Exercise v Drugs in the Treatment Of Disease

The results of clinical trials of drugs for coronary heart disease and other illnesses found that exercise might work just as well or better than prescribed medications.

The Harvard Medical School study reported that carefully monitored physical exercise was just as effective as drugs for treating people with or recovering from coronary heart disease or preventing diabetes. For stroke, exercise was more effective. For heart failure, drugs tended to work better.

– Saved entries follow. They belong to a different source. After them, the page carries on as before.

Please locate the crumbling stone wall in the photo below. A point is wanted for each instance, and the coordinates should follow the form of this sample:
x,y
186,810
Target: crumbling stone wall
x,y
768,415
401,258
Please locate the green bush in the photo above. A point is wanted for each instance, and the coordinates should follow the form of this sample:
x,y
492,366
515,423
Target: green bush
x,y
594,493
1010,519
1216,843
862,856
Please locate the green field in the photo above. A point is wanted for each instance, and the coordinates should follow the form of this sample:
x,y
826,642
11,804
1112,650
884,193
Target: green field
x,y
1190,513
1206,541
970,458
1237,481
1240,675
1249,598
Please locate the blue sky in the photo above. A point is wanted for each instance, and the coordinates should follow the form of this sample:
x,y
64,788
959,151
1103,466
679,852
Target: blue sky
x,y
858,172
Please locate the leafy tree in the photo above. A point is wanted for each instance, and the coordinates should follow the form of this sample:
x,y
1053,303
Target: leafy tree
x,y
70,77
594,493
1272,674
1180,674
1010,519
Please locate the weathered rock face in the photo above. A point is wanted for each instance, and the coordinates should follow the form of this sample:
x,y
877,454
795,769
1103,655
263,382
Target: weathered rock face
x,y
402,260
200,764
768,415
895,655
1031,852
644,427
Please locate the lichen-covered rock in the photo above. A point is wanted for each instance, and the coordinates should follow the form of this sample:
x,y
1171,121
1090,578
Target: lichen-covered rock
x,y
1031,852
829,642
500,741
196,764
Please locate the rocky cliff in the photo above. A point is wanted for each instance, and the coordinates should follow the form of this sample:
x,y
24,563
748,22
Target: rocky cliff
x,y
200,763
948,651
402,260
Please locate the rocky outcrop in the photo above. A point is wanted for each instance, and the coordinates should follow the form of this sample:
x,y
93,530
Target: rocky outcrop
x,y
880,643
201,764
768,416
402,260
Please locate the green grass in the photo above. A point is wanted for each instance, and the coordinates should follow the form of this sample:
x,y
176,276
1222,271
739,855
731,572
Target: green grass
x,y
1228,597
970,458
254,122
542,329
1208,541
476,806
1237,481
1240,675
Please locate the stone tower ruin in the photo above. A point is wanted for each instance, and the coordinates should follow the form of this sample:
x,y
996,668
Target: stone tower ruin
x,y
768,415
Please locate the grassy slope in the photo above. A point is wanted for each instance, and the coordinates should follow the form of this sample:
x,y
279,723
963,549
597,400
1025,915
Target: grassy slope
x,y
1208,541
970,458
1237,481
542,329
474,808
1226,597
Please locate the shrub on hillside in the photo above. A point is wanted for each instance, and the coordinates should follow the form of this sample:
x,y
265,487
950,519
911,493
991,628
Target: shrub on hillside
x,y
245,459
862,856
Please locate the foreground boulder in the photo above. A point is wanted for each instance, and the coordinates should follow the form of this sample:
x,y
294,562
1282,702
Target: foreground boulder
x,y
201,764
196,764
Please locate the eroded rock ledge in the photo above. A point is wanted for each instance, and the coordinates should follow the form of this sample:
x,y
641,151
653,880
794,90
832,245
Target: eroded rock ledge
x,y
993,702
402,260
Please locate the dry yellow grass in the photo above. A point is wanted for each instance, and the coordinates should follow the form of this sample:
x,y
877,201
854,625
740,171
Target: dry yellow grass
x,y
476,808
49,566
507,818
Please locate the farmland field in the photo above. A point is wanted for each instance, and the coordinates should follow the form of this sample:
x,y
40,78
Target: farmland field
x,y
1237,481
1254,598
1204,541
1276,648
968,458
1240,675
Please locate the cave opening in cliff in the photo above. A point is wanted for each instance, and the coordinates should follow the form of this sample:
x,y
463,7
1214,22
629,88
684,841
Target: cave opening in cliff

The scientists emphasized that their results do not mean people should stop taking their medications, especially without consulting their doctors, but they do suggest that exercise might play a more significant role in preventing, treating and recovering from many diseases.

Unfortunately people do not get enough exercise. The Centers for Disease Control and Prevention recently estimated almost 80 percent of adults do not get the recommended amount of physical activity each week – 2.5 hours of moderate-intensity aerobic exercise and 15 minutes of really working up a good, heart-pounding sweat.

Considering the high cost of many prescription drugs and the potentially serious health risks, exercise is a superior choice. It has been shown to reduce the risk of colon and breast cancer, depression, the risk of bone fractures, obesity, diabetes, and cardiovascular diseases. The World Health Organization (WHO) indicates that physical inactivity is the fourth leading risk factor for death and causes approximately 3.2 million deaths worldwide every year.